Sempervivum tectorum, commonly known as "house leeks" or "hens and chicks", just keep spreading in our back yard. Right now, they are flowering. Sempervivum means "always living". They're called joubarbes in French, or Barbe de Jupiter. Some people refer to them as petits artichauts.


I have them planted in pots, planter boxes, and  concrete blocks all around. Some are growing directly in the sand and gravel that surrounds the house as a kind of patio.



Sempervivum plants are the kind of plants I like. They are hardy. Drought doesn't bother them. Freezing weather doesn't hurt them either. They seem to love heat and full sun. They survive and spread gradually without being invasive.



This species is native to southern Europe and North Africa, apparently. They obviously also thrive in the Loire Valley climate. They grow on rooftops and were thought in ancient times to protect houses from lightning strikes.




The first ones I had were given to me by a woman who lives on the other side of the village.
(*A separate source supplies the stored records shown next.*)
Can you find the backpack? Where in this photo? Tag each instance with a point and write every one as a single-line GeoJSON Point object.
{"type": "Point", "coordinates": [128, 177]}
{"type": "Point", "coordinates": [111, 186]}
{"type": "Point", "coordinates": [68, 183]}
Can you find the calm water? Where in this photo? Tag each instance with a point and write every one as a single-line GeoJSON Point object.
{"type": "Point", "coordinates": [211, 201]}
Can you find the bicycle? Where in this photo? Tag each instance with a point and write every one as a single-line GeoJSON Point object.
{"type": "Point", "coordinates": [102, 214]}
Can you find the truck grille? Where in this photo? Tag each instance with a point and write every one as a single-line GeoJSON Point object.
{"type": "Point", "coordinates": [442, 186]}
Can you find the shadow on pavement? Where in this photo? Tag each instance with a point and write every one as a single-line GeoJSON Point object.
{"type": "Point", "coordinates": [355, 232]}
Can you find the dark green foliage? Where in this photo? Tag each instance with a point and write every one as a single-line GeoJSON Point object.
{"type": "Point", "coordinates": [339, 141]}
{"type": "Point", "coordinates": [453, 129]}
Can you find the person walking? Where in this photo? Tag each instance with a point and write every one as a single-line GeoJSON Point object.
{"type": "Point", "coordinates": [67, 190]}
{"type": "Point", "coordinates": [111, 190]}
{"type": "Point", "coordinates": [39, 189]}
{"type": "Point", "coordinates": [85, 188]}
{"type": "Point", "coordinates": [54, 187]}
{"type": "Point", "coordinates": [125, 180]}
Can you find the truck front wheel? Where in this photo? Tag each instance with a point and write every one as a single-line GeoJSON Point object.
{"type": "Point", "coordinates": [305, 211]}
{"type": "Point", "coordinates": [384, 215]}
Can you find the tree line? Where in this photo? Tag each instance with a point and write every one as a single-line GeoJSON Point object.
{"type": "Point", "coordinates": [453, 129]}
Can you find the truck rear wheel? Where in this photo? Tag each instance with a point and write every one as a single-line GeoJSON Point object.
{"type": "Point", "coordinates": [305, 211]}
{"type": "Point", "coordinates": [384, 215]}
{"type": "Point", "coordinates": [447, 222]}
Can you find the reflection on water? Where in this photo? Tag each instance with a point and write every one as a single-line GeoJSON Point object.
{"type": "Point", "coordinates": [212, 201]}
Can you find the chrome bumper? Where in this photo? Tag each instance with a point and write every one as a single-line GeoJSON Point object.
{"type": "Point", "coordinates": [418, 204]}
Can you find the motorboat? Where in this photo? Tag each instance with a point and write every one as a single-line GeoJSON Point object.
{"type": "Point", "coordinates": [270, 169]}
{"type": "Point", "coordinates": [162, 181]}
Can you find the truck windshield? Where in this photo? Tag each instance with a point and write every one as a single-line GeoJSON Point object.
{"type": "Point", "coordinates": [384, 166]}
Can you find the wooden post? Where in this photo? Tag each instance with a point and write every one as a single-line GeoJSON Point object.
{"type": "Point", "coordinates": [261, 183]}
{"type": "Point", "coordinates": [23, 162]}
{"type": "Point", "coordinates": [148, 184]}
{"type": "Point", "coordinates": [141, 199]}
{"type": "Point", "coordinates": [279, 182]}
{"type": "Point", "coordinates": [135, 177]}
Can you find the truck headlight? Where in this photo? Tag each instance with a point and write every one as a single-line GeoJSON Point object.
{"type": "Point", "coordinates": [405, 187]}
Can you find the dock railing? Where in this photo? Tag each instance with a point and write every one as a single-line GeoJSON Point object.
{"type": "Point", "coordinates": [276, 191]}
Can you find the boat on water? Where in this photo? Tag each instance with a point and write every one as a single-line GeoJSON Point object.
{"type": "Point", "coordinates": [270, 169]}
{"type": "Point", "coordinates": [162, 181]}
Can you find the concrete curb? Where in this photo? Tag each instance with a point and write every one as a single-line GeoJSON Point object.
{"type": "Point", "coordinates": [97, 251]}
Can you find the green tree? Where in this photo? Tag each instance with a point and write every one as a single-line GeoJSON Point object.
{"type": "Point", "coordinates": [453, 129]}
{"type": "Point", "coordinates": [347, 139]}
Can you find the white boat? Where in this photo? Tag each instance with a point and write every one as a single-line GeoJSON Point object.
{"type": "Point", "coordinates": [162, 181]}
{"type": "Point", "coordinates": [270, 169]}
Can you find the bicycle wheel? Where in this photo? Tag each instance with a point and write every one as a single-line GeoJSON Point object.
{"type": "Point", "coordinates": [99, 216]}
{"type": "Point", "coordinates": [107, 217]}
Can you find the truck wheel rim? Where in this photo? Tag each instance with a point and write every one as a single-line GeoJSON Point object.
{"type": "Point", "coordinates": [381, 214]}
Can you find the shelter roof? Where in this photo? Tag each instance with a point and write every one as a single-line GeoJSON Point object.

G. is nearly 90 years old now, and she doesn't get out and about as much as she used to. I thank her for these plants, which I've been growing for a dozen or so years now.

5 comments:

chm said...

We left Grenoble at noon yesterday and made it to Châteauroux where we got around 8:00 pm, without too much hassle and almost no rain. We're leaving this morning, I hope, if my niece gets ready early, on our way too Bayeux. À suivre.

Ken Broadhurst said...

Châteauroux? Not Vierzon?

Ginny said...

Succulents are so nice and easy to care for. The blooms are nice, too. I like your photos from yesterday, too. Lovely geraniums and hydrangea out front!

Seine Judeet (Judith) said...

chm, you're headed to Bayeux? Wonderful! I was just there in June, a few days after visiting Ken. I wish I had been able to go to the art museum there, which looked to have a good collection. We very much enjoyed finally seeing La Tapisserie de la Reine Mathilde (not so much the restaurant at the hotel Reine Mathilde, however). I am very pleased to be able to think of you there, on the same streets!

Ken, it's a very nice connection that you have, with the first pot of Hens and Chicks having come from a woman in your village.
Judy

chm said...

Judy, I have been to Bayeux many times over the years since a childhood friend lives there. She's my niece's godmother and it is to see her once more time. The first time I saw the so-called "tapisserie" was seven decades ago and the museum thst houses it now was not built yet. The tapisserie was exhibited accros the street from the cathedral in what is now what I believe is a museum of the Bayeux ceramic.